Friedreich's Ataxia in the Spotlight
Public awareness is a critical component of our mission at FARA NZ. We are encouraged to see recent media coverage that brings Friedreich's Ataxia (FA) into the public conversation. The stories of two young New Zealanders, Carrie Kunicich and Flynn Mitchell, effectively illustrate the challenges faced by our community and highlight the proactive efforts underway to improve quality of life and support vital research.
The Importance of Specialised Care: Carrie Kunicich's Journey
The recent experience of 13-year-old Carrie Kunicich from Whangārei demonstrates the significant impact that specialised medical care can have for individuals with FA. A planned trip to consult with a leading Friedreich's Ataxia specialist in Melbourne was nearly derailed by travel disruptions. However, with determination and community support, the trip was successful.

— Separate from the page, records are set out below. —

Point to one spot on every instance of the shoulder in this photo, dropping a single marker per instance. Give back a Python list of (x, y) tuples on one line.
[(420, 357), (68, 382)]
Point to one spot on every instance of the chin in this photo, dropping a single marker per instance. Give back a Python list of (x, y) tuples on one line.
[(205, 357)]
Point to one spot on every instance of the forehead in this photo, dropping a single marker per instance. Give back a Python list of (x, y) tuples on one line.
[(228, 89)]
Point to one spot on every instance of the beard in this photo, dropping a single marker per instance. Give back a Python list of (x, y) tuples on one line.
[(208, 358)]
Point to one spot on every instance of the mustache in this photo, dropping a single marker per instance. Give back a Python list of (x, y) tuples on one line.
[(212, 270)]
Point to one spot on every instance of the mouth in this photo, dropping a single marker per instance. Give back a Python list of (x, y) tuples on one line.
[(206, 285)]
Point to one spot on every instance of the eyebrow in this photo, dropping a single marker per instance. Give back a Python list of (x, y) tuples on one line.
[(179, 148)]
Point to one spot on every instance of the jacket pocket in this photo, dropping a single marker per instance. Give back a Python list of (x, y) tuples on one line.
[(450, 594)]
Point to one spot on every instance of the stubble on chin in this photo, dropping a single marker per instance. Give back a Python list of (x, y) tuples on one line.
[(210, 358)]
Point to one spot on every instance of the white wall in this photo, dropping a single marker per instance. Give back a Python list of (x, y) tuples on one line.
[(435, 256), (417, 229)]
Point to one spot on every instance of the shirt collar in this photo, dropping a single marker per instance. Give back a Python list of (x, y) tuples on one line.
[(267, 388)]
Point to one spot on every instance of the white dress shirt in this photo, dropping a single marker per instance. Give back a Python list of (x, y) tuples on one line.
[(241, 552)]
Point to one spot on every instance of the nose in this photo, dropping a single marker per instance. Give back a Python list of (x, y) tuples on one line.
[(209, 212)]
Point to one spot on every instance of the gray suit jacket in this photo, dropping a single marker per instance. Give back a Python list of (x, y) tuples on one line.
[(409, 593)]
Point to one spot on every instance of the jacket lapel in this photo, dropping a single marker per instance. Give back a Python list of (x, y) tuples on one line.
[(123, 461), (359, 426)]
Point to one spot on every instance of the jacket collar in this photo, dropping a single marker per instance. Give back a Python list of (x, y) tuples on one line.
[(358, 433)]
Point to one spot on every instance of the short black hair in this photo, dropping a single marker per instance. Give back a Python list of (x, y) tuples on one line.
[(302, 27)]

The consultation resulted in a key change to her treatment plan. A new medication has effectively controlled the muscle spasms that were impacting her sleep, leading to a tangible improvement in her daily life. Carrie's story serves as a clear example of how access to expert knowledge is essential for managing the complex symptoms of FA.
Read the article here.
Community Fundraising for Research: "For Flynn"
In a separate but equally important development, the community around Flynn Mitchell organised to support the search for a cure. Flynn’s friends and family launched the "For Flynn" team as part of the Lend Us Some Muscle campaign.
The initiative was highly successful, ultimately raising $31,211 and surpassing its original $30,000 goal. This is a significant, proactive achievement, demonstrating how community action can be channelled to provide meaningful contributions towards scientific advancement and clinical trials for Friedreich's Ataxia.
Read the article here.
The Path Forward
The media attention on these events is beneficial for the entire Friedreich's Ataxia community. These stories not only raise the public profile of FA but also highlight two key pillars of our work: ensuring access to the best possible care and funding the research that will lead to effective treatments and a cure.
FARA NZ continues to support families and advocate for the resources needed to improve the lives of those living with Friedreich's Ataxia. The progress demonstrated in these stories is a direct result of dedicated community and professional efforts, reinforcing the importance of our shared mission. We appreciate the continued support from our community as we work towards a future without FA.